UK - All external advisers to pension funds, particularly investment advisers, should be more transparent about conflicts of interest between their commercial interests and their fiduciary duties, the Investment Management Association (IMA) has claimed.
In its response to The Pension Regulator's (TPR) consultation on conflicts of interest, the IMA noted many UK-based investment consultants have begun promoting services over recent years which would see investment strategy delegated to them completely, together with manager selection and implementation.
As part of this "bundled service" the IMA pointed out, consultants have established fund management offerings which are promoted to pension funds in addition to their traditional consulting services.
As a result, the IMA claimed there "should be a clear distinction between when a consultant is giving independent advice and when he is selling his own products and services".
But it claimed there is a "regulatory gap in that there is no body which has oversight responsibility" of investment consultants and there is no guidance on how they should recognise, manage and disclose conflicts of interest.
The IMA said potential conflicts between commercial and fiduciary interests could arise in number of ways, including:Commercial interests could provide an incentive for advice recommending further advice and related services It might mitigate transparency in terms of added value It could lead to advice without appropriate accountability or liability - for example poor advice on strategic asset allocation
In addition, the IMA claimed the fund management services offered by consultants normally take the form of manager-of-managers, fund-of-funds or multi-manager products, but when the consultant is offering advice on manager selection there is an "clear conflict of interest" if it is also promoting its own offering.
The IMA also suggested "it is also the case" where an investment consultant is advising a client to consider a multi-manager offering, it might not place the offering as a competitive tender to other providers and instead "will only recommend his own firm's product".
Although the organisation said it "can have no complaint" that consultants have expanded their business to include services previously carried out by asset managers - as competition generally serves underlying customers - it claimed when a consultant is acting as a provider of fund management services it is "no longer the disinterested adviser that unsophisticated trustees might assume it to be".
As a result, because of a "continued low level of understanding among trustees of the nature and potential damage from conflicts with advisers" the IMA stressed any guidance should place the responsibility for disclosure on advisers, rather than relying on trustees to ask "every pertinent question".
The IMA noted the SYSC 10 provision for disclosure, which asset managers are already subject to, and stated that "we consider all advisers should be subject to the same level of duty and scrutiny".
"Addressing conflicts should not be seen as something regulated firms do to one standard and others to another.

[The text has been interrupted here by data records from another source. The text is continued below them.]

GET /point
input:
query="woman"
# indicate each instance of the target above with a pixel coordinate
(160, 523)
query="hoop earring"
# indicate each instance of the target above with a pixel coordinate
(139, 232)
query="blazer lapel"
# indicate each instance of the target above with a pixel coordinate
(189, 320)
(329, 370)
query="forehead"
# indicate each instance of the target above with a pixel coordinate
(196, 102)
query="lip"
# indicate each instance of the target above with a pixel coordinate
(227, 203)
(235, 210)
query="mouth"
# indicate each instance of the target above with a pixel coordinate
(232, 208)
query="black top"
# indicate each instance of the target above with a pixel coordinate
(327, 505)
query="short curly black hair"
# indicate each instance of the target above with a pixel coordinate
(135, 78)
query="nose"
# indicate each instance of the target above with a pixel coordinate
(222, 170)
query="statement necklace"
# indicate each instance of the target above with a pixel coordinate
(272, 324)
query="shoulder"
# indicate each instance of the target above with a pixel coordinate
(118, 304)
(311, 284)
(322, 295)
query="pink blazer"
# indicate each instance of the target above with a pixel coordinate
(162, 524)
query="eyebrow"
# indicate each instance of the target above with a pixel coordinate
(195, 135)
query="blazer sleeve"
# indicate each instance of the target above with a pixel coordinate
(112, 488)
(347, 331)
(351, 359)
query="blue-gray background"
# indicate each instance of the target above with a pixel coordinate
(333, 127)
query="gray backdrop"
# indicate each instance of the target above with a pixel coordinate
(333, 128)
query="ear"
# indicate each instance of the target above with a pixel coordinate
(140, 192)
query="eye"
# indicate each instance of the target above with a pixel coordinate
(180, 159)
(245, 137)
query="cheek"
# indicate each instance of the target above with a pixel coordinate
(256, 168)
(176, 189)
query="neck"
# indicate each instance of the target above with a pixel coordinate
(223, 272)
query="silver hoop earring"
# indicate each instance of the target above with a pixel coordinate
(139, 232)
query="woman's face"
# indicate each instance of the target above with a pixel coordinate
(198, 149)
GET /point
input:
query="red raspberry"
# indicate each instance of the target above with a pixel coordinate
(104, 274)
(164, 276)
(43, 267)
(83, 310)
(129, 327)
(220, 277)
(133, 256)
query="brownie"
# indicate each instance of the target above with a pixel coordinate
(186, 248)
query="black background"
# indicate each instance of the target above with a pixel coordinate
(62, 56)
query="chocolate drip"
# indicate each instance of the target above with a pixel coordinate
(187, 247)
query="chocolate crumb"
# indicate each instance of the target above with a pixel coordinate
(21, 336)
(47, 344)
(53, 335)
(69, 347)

It should be seen as a fundamental characteristic of a fiduciary - and one which is absent should raise alarm bells," the IMA added.
Richard Saunders, chief executive at the IMA said: "Up to now there has been no oversight of investment consultants in areas such as how consultants recognise, manage or disclose conflicts of interest."
"This is in contrast to regulated financial services firms. It is therefore most welcome that TPR has taken the initiative to develop guidance for trustees to promote greater transparency and to assist well-informed decision taking," he added.
In response to the IMA's claims, Paul Deane-Williams, spokesman for Watson Wyatt, pointed out investment consultants are already regulated by the Financial Services Authority (FSA) and as a result are required to 'Treat Customers Fairly', which among other things, involves complete disclosure.
In addition, Watson Wyatt highlighted as individual consultants are governed by either the Institute of Actuaries or the CFA, depending on their qualification, they are "double regulated" and highly transparent as the management of conflict of interest and client care is part of compliance with the codes set down by these bodies.
The firm claimed its approach to dealing with conflicts of interest or perceptions of conflicts is through "comprehensive disclosure with individual clients", as they are an "inevitable part of doing business in financial services and other industries".
But Deane-Williams admitted: "In some cases they are easier to manage than others. In our case, we are an independent firm, and so arguably have fewer conflicts to manage."
"Ultimately, it is for clients to decide if they believe a conflict is such that it prevents us from delivering appropriate advice to them, and there is sufficient choice in the market place for them to consider other options if they wish," he added.